Is Land Special?
81 Pages Posted: 16 Apr 2004
In Lucas v. South Carolina Coastal Council, 505 U.S. 1003 (1992), the Supreme Court, by limiting the scope of its new per se rule to real property, made clear that it viewed property in land as entitled to a higher degree of protection against regulatory takings than other forms of property. In so doing, it made explicit what had been an implicit favoritism towards real property in the modern law of regulatory takings. The Court gave two reasons in Lucas for its favoritism towards land: the historical treatment of land in the American legal tradition and the expectations of property owners themselves. Neither of these explanations, however, can carry the weight of the Supreme Court's distinction. Nor can the Court turn to normative theory in support of its position.
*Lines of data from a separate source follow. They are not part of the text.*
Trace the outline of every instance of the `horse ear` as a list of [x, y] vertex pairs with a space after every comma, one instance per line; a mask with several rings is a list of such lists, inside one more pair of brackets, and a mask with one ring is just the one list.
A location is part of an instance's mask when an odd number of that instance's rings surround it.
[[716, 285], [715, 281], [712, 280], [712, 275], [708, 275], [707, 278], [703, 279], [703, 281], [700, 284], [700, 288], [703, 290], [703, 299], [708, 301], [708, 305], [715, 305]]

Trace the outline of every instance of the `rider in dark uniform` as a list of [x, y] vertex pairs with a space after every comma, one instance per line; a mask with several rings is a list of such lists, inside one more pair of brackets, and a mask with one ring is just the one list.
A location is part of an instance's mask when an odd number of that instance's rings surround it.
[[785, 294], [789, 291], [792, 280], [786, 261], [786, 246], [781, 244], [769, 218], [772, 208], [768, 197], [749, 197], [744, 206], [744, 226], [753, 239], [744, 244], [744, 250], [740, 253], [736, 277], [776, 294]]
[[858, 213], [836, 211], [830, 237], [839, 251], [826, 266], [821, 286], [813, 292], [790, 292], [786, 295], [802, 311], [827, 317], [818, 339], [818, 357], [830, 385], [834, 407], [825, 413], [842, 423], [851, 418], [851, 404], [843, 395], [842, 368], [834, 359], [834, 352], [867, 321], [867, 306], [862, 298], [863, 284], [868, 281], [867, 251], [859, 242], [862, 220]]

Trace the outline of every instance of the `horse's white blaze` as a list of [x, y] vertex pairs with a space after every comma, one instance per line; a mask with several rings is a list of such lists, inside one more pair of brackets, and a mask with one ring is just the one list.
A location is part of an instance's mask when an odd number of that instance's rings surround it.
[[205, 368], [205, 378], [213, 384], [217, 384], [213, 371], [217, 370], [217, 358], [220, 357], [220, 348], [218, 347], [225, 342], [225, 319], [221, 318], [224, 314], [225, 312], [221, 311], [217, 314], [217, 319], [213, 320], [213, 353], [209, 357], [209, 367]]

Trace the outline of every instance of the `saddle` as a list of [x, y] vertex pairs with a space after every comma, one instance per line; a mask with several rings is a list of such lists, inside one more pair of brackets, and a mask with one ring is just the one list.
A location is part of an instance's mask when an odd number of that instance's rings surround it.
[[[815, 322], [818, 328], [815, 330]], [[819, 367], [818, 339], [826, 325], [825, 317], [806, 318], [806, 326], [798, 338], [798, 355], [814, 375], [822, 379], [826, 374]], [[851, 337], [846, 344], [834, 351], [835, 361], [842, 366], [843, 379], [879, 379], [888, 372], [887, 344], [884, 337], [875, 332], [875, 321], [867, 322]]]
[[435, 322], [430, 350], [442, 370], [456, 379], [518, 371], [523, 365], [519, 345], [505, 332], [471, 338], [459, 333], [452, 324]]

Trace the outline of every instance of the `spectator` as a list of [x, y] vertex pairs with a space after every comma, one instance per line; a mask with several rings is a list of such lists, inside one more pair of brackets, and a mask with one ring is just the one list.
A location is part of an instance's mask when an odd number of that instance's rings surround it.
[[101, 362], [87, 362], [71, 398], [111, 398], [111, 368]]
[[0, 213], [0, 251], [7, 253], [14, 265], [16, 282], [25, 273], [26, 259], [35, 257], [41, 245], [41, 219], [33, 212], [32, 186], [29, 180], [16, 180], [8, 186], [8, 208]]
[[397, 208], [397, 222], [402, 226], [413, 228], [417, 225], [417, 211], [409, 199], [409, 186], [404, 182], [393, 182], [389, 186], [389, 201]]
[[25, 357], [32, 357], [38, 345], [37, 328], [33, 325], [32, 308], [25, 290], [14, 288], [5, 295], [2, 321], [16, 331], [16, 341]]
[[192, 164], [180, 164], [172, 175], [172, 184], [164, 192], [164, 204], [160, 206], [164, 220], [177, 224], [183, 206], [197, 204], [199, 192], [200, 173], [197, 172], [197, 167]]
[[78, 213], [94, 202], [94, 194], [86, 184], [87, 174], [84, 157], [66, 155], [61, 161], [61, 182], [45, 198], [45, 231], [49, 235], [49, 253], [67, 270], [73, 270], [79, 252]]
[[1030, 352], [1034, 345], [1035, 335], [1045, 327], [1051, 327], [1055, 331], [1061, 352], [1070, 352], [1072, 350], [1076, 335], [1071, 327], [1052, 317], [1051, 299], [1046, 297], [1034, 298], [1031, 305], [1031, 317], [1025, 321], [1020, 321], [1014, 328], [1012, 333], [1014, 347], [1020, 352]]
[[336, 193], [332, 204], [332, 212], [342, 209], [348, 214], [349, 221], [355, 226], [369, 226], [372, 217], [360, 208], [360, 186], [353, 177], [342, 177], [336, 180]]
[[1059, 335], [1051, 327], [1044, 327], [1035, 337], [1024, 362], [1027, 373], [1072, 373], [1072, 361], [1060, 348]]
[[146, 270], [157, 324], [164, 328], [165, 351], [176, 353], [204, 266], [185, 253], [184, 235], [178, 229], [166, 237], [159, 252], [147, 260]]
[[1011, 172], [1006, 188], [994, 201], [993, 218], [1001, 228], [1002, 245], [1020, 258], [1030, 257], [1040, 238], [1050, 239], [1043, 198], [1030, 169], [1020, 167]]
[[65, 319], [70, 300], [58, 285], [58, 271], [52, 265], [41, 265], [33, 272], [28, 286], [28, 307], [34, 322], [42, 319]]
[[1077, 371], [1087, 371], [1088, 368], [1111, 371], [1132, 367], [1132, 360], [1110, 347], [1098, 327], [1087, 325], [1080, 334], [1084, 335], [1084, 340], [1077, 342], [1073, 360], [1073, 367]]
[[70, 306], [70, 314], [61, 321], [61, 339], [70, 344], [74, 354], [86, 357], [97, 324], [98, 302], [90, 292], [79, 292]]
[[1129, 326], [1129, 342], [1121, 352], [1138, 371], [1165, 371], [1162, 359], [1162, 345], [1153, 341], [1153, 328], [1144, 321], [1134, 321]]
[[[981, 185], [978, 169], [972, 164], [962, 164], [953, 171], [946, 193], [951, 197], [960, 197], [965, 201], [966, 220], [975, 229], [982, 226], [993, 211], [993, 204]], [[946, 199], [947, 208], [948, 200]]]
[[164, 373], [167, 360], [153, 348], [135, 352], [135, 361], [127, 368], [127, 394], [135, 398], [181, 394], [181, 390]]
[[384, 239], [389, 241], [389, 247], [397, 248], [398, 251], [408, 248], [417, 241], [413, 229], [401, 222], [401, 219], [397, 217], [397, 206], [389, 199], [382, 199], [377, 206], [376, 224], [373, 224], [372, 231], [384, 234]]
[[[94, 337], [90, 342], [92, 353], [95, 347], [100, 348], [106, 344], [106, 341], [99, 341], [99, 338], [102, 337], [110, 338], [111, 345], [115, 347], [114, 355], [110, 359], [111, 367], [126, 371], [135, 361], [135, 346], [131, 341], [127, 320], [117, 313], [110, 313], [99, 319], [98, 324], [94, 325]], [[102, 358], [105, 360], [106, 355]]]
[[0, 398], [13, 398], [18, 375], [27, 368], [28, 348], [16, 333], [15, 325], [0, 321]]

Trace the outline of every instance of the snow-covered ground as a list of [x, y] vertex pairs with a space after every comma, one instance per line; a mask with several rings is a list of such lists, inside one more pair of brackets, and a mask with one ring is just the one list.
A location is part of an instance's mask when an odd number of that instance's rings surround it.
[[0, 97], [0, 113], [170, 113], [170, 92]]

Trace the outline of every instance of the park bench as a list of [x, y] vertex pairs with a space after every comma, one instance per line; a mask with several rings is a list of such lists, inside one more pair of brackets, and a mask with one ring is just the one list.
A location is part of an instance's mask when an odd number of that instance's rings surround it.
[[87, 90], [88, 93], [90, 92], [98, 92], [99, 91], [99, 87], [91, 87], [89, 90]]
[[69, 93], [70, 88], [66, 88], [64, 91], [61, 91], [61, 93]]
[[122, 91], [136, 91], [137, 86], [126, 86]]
Libertarianism, utilitarian theory, personhood theory, public choice theory, and natural law theory, which together constitute a comprehensive cross-section of the normative accounts of property and takings law, all fail to support a categorical distinction between real and personal property in the regulatory takings context. Because favoritism towards land within regulatory takings law is unjustified, the Lucas doctrine (and, indeed, regulatory takings doctrine as a whole) should apply equally to real and personal property or not at all. The Court's own apparent discomfort with the implications of applying Lucas's per se rule in the context of personal property suggests problems with the Lucas rule itself. And, to the extent that the modern expansion of regulatory takings law has been made more palatable by its artificially narrow focus on land, the unjustified nature of that narrow focus may be a reason for rethinking that expansion.